# would a modern devils brigade be possible?



## jwhitten (20 Sep 2016)

Im guessing this is posted in the right spot but i was wondering if a modern day devils brigade(first special service force) would be possible? i have been reading about the history of them and they were bad *** but im wondering if it would be possible today for Canada and the us or any other country to make a special forces unit comprised of both countries like the devils brigade. or even name the modern one devils brigade. sorry if this has been asked before but thanks.


----------



## daftandbarmy (20 Sep 2016)

jwhitten said:
			
		

> Im guessing this is posted in the right spot but i was wondering if a modern day devils brigade(first special service force) would be possible? i have been reading about the history of them and they were bad *** but im wondering if it would be possible today for Canada and the us or any other country to make a special forces unit comprised of both countries like the devils brigade. or even name the modern one devils brigade. sorry if this has been asked before but thanks.



The Army can make Wednesday Saturday and Thursday Sunday, so anything's possible. 

But why?
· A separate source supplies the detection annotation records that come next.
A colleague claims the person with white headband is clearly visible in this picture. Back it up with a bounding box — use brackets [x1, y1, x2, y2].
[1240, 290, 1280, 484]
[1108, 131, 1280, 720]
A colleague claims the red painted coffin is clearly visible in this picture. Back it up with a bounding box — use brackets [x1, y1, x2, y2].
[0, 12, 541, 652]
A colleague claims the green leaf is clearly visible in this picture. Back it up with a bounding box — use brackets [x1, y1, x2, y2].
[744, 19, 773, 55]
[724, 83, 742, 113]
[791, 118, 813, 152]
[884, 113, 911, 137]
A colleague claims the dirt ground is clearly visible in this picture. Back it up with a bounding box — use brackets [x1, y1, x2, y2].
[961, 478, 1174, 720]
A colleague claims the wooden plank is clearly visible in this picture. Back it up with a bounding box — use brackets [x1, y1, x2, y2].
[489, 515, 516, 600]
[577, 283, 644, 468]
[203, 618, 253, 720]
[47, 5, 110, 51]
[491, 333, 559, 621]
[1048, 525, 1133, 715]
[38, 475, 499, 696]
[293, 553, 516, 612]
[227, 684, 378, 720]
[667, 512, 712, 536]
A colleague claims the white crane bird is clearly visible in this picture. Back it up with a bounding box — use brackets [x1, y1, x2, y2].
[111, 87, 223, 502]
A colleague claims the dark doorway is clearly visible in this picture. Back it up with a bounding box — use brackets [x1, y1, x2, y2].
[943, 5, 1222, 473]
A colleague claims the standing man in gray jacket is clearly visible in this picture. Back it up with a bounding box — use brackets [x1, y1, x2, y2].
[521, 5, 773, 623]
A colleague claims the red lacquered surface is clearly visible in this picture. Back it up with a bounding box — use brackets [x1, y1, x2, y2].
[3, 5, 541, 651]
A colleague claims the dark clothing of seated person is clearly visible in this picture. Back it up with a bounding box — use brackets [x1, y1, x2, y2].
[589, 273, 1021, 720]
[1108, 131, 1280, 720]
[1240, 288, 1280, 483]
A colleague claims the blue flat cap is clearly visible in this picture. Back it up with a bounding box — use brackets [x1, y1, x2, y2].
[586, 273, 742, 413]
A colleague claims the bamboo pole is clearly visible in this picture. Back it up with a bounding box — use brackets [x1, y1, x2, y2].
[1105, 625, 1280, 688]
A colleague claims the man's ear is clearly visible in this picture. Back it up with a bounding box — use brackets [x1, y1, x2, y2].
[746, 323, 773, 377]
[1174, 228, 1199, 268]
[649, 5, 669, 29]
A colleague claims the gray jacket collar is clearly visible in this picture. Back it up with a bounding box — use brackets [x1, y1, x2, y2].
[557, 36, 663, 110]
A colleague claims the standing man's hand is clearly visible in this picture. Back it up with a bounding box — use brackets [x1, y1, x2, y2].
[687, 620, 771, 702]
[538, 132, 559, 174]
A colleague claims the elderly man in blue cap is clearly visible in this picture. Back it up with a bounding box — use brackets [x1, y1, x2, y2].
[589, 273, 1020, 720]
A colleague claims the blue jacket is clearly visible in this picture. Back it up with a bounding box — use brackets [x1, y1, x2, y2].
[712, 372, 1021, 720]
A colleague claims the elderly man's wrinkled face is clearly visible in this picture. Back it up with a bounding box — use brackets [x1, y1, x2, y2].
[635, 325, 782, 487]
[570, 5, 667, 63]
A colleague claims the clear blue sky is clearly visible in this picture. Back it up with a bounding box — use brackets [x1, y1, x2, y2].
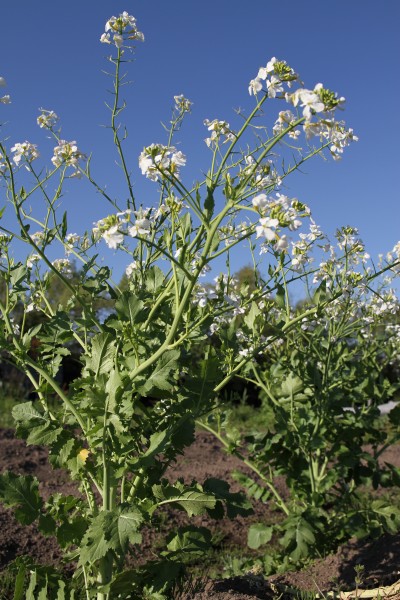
[0, 0, 400, 290]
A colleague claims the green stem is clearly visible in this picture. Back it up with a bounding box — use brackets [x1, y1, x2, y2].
[196, 421, 289, 516]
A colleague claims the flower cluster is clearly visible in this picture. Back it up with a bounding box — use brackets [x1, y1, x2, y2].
[249, 56, 298, 98]
[0, 152, 8, 175]
[11, 142, 39, 166]
[272, 110, 301, 140]
[139, 144, 186, 181]
[52, 258, 72, 277]
[100, 11, 144, 49]
[204, 119, 235, 147]
[26, 253, 41, 269]
[37, 108, 58, 129]
[0, 77, 11, 104]
[239, 154, 282, 190]
[252, 194, 310, 254]
[174, 94, 193, 113]
[92, 208, 155, 250]
[285, 83, 345, 121]
[51, 140, 84, 175]
[303, 119, 358, 160]
[65, 233, 81, 256]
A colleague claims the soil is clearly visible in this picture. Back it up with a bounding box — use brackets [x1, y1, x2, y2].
[0, 429, 400, 600]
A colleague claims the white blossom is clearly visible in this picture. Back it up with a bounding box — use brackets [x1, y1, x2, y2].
[51, 140, 84, 169]
[251, 194, 269, 213]
[129, 218, 151, 237]
[174, 94, 193, 112]
[11, 142, 39, 166]
[101, 225, 124, 250]
[256, 217, 279, 242]
[125, 260, 140, 277]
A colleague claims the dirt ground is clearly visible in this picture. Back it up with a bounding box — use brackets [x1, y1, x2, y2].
[0, 429, 400, 600]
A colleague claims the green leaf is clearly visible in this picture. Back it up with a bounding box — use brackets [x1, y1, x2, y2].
[247, 523, 273, 550]
[115, 292, 147, 326]
[138, 429, 170, 467]
[145, 267, 165, 293]
[26, 423, 63, 446]
[86, 333, 116, 376]
[0, 472, 43, 525]
[79, 507, 143, 564]
[11, 402, 48, 424]
[138, 350, 180, 396]
[244, 302, 261, 331]
[152, 485, 216, 517]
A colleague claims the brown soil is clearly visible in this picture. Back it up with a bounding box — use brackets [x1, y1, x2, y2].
[0, 430, 400, 600]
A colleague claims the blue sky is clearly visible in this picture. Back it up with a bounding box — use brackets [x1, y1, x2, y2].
[0, 0, 400, 290]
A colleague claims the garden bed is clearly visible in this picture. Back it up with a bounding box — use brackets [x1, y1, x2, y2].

It was, arguably, done in the first place merely to appease various political interests.


----------



## cavalryman (20 Sep 2016)

The question would be why bother?  We and our allies have mature, well developed  special forces able to do the jobs our respective governments assign.


----------



## Fishbone Jones (21 Sep 2016)

jwhitten said:
			
		

> Im guessing this is posted in the right spot but i was wondering if a modern day devils brigade(first special service force) would be possible? i have been reading about the history of them and they were bad *** but im wondering if it would be possible today for Canada and the us or any other country to make a special forces unit comprised of both countries like the devils brigade. or even name the modern one devils brigade. sorry if this has been asked before but thanks.



What makes you think there isn't?  😉


----------



## cupper (21 Sep 2016)

recceguy said:
			
		

> What makes you think there isn't?  😉



Shhhhh. Now we're going to have to do a memory wipe.


----------



## Good2Golf (22 Sep 2016)

One could research open sources and see what current CAF unit perpetuates the FSSF's battle honours... :dunno:


----------



## ueo (26 Sep 2016)

Used to be the CAR, but now I'm not sure.


----------



## George Wallace (26 Sep 2016)

GG.  I know you are just kidding.

CSOR


----------



## Good2Golf (26 Sep 2016)

George Wallace said:
			
		

> GG.  I know you are just kidding.
> 
> CSOR



 ;D


----------



## Journeyman (26 Sep 2016)

George Wallace said:
			
		

> GG.  I know you are just kidding.


I read that as encouraging initiative in searching.  :dunno:


----------



## George Wallace (26 Sep 2016)

So true, but as you just witnessed, it doesn't seem to work with today's computer literate generations.  They lack the "Google fu".    [


----------



## Good2Golf (27 Sep 2016)

George Wallace said:
			
		

> So true, but as you just witnessed, it doesn't seem to work with today's computer literate generations.  They lack the "Google fu".    [



Although in fairness, the actual answer to "What unit perpetuates the First Special Service Force battle honours?" is contained within entry number six...


----------



## George Wallace (27 Sep 2016)

Good2Golf said:
			
		

> Although in fairness, the actual answer to "What unit perpetuates the First Special Service Force battle honours?" is contained within entry number six...



Actually, entry number six contains the correct answer for a FORMER CF unit that perpetuated both the First Special Service Force and the 1st Canadian Parachute Battalion, not the current CF unit.  



			
				Good2Golf said:
			
		

> ........... what current CAF unit perpetuates the FSSF's battle honours...



 [


----------



## Good2Golf (29 Sep 2016)

George Wallace said:
			
		

> Actually, entry number six contains the correct answer for a FORMER CF unit that perpetuated both the First Special Service Force and the 1st Canadian Parachute Battalion, not the current CF unit.
> 
> [



I'm still showing "what current CAF unit perpetuates the FSSF's battle honours?" correct answer as #6?  Are you sure you're not using Bing? ;D


----------



## George Wallace (29 Sep 2016)

I was looking at #6 in this thread......Not #6 using Googlefu.....Their #6 is correct..... :warstory:


----------